Go online. Look at where your targeted customers are gathering now. That could include LinkedIn groups, professional association forums, social media feeds, or podcasts. Freely give away meaningful insights you have about problems that matter to your buyer. Don’t just promise results. Show them how you have solved a business problem. Do this by sharing compelling case studies and referrals or by writing articles in their association newsletter. Sharing what you know—and doing so generously—is how you earn trust and greater confidence from people who would otherwise never have an opinion about you.
3. Create internal ubiquity…with everyone you meet.
One of the great dangers of being a reliable seller is that your customer might be tempted to treat you like a best-kept secret, saving you all for themselves.
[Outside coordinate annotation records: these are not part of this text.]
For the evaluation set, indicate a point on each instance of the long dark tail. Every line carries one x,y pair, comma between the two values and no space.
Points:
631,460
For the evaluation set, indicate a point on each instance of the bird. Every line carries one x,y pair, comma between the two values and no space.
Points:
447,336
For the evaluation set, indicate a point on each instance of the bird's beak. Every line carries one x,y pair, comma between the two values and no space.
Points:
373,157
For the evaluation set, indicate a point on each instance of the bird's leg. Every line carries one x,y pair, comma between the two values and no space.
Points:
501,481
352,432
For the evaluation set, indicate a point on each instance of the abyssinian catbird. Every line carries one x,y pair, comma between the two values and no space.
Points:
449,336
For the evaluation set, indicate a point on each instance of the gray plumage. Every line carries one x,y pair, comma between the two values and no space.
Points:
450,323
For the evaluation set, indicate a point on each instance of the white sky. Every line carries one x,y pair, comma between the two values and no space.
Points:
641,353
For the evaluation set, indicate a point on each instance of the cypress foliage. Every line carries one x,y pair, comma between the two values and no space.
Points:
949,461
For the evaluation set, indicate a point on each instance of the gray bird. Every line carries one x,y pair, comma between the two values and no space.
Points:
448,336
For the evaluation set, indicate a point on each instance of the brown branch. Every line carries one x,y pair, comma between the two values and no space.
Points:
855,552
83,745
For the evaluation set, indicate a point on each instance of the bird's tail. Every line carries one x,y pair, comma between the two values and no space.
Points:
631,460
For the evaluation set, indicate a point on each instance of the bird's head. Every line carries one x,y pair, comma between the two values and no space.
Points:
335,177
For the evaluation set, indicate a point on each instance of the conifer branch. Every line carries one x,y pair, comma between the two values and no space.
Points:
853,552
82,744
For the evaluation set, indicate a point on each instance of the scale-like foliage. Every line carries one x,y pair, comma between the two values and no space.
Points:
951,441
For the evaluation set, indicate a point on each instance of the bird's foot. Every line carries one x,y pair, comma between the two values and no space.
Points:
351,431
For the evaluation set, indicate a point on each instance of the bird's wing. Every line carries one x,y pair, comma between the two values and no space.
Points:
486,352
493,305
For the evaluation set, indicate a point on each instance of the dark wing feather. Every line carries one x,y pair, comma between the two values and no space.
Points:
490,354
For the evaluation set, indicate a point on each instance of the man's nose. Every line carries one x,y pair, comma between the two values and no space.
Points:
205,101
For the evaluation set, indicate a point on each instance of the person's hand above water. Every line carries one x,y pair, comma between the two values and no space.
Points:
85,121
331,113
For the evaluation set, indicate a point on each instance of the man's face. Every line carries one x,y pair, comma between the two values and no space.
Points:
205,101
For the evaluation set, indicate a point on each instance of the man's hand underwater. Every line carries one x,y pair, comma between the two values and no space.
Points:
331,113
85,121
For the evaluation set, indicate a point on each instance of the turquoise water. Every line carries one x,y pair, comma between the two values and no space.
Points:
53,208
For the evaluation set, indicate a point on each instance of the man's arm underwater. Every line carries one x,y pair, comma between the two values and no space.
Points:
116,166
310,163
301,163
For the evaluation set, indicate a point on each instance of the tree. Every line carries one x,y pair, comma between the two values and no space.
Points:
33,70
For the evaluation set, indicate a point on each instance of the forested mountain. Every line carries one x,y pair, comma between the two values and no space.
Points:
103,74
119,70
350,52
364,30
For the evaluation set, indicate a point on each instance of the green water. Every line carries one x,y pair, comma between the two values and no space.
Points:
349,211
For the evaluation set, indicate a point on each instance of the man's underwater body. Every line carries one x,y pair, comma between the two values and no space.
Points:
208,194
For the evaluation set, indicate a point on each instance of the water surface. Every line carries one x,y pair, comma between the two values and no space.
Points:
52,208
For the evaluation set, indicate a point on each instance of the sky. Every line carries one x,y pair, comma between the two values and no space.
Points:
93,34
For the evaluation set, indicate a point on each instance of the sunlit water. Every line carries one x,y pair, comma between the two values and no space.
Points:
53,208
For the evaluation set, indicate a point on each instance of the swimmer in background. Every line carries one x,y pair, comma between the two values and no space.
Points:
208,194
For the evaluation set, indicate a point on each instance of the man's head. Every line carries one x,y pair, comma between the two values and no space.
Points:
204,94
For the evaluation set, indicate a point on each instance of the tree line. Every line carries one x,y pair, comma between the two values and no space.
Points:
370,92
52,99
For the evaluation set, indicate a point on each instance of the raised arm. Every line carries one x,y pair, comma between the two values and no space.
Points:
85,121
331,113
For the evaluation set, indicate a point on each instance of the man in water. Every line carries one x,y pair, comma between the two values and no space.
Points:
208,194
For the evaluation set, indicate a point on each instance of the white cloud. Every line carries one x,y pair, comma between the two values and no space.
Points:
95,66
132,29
While that might serve them well in securing a reliable source for a much-needed product or service, it’s dangerous for you. You must talk to as many people as possible within your customer’s organization not just to earn your insider status, but to grow it as well. No one else will look after creating this internal ubiquity. It’s up to you to make this happen.
As you do this, don’t make the mistake of determining the value of each new contact based on whether or not they’re decision makers in the organization. Instead, treat each new contact as either a potential buyer, influencer, or spy (i.e., someone who can give you valuable new insights). Every effort you make to build internal ubiquity has the net effect of making you a known quantity in a marketplace populated with incumbents. Match that up with a meaningful message and you can begin to earn the trust of new prospects.
Recognize what pulls buyers to keep returning to their incumbent suppliers: familiarity, trust, and confidence. Each of those factors are driven by how someone feels about their choices—well ahead of the facts. The more familiar you feel to your prospective buyer—especially when you’re not the incumbent—the more receptive they will be to the well-considered case you want to make to them.